Eternal Returns

Beside him, a shovel that a child’s abandoned stands crooked in the sand; and he feels nothing, nothing for the reams of stories that won’t sell, nothing for Emily. He sits amid millions of pebbles, tossed and pushed and pressed and buried as others step all over them.
All communication is dead, and even the rats scurry far out of sight. Thoughts—thoughts are pure and whole.)
He last came here as a boy, used to hide here before the war. He had no friends then, and he has no real friends now.
He wishes he could bottle the air here and take it under, savor the fresh feeling it gives him. But he knows he has to return to the choking haze down below, down where he gasps for air with emotional emphysema.
He rises and throws the canvas bag over his shoulder. He sighs before he grabs the shovel. He never realized she was so heavy.

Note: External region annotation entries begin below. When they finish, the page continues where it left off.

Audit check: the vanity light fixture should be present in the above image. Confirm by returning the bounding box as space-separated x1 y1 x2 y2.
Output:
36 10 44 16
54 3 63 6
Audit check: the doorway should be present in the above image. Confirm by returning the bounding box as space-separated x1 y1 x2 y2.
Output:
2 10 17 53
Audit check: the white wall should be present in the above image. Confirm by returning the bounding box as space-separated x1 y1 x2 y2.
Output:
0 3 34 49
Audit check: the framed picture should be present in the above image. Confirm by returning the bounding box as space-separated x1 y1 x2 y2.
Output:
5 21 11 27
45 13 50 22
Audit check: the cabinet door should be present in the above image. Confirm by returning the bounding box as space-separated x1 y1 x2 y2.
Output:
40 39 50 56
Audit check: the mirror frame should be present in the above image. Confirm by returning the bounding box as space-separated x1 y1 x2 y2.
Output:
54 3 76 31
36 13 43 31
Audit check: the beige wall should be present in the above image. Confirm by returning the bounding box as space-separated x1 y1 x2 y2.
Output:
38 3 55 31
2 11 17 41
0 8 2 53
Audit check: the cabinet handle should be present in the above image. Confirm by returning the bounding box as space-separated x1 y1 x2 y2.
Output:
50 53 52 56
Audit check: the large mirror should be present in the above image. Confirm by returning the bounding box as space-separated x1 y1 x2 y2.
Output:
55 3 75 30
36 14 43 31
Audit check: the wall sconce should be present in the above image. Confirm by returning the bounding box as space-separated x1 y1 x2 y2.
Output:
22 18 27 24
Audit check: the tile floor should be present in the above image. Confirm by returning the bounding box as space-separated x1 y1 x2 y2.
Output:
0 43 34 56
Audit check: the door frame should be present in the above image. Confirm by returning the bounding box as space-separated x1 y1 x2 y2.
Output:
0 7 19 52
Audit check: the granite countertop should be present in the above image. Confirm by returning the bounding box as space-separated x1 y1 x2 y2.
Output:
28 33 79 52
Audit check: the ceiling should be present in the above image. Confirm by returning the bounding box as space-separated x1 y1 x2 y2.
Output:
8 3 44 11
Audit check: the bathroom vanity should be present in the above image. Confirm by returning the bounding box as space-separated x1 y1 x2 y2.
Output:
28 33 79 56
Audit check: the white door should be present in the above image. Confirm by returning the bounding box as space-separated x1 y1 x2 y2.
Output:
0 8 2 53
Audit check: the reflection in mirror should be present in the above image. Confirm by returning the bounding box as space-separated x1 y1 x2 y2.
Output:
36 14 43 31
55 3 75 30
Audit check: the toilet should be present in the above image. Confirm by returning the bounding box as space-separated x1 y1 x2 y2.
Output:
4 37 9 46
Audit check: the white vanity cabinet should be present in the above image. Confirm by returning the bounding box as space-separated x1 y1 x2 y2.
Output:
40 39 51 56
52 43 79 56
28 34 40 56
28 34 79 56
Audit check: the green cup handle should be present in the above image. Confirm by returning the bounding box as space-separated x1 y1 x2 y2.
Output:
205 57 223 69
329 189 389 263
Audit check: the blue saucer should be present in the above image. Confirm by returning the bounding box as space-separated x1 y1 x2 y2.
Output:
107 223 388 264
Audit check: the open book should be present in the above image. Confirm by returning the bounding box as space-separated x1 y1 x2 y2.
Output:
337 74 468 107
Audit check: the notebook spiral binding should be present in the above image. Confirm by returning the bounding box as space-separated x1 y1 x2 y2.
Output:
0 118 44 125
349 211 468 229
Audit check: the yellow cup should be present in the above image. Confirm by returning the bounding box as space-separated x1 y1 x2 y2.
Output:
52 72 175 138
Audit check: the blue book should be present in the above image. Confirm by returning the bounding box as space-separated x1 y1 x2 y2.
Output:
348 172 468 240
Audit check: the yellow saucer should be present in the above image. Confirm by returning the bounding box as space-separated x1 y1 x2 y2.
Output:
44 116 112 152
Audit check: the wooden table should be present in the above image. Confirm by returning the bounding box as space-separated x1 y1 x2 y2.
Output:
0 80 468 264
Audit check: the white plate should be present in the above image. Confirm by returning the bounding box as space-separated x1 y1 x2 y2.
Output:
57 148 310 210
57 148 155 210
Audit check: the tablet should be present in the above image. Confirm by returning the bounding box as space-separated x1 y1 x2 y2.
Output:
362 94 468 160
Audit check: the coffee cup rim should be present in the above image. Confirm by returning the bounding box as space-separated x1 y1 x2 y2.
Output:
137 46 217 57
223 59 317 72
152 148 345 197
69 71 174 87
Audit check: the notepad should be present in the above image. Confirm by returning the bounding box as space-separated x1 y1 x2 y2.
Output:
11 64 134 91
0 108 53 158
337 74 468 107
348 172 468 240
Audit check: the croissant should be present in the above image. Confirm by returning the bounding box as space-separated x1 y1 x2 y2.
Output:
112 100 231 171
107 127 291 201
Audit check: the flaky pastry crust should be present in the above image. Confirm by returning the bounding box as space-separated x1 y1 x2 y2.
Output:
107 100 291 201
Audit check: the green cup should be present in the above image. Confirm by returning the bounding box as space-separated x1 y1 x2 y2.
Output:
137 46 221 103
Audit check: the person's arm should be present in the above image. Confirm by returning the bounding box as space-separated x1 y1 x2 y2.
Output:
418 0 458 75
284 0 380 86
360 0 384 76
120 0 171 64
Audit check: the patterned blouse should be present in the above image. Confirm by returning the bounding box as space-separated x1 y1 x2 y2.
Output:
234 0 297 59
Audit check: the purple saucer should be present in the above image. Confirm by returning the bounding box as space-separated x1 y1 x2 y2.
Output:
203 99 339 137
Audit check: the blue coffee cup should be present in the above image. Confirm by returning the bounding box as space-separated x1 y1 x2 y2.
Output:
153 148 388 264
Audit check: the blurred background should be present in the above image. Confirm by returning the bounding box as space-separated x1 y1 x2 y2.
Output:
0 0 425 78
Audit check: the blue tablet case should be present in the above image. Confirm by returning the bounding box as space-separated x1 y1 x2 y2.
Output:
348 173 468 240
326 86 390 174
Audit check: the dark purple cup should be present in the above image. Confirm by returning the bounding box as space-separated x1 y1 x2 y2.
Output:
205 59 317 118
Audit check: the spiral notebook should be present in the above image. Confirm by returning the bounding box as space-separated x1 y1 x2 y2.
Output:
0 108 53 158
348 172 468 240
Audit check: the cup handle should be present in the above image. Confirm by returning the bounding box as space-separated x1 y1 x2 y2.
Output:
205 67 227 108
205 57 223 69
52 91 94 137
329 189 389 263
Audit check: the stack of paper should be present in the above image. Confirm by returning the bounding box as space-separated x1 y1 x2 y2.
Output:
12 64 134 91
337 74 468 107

High tide, and the water clasps his ankles like a stockade. Beside him, a shovel that a child’s abandoned stands crooked in the sand; and he feels nothing, nothing for the reams of stories that won’t sell, nothing for Emily. He sits amid millions of pebbles, each evoking a moment of his life, tossed and pushed and pressed and buried as others step all over them. Glinting idly, almost winking at him, the sea here effects a fraudulent calm; it’s the sort of sea you should meet only halfway, the sort that reels you past the pier as soon as your knees are in and swallows you whole before you can utter a prayer.
A pier rises from the sea—rises just barely: Old and decaying, half-eaten by the waves, its tripod legs are all rust and barnacles. Even the “Keep Off” signs are dying out, uprooted by anonymous vandals on anonymous nights, on nights as anonymous as the days he came here with his mother and brother. For he came to this pier as a boy, to this pier where the gulls once circled and will circle again when he goes to meet the sea half way.
Walking up, eyeing him, she stops near enough to smell his breath. He hardly notices her.
“Lovely day isn’t it? Looks like summer’s here.” He stares at her blankly, says nothing.
“Me and my sister come here every June,” she says; “we love the air. Don’t you? I mean, of course; but— Do you live around here, or are you on holiday, too?”
He looks into her eyes, looks straight through the back of her head and at the sea, speaks for the first time in days.
“Me? No… No, I’ve come here to die.”
Yesterday, through a window on his train out of London, he took several last glances at the city he’s called home and couldn’t remember if he’d lived there. The window curtains drew closer with every stop on his trip south, inched tighter until no sun could squeeze through. All the while people stared at him, and he got off when he couldn’t take it anymore. He quit the journey here and found the gulls circling.
The woman’s walked away, and a man collecting money for the beach’s deckchairs stands in her place.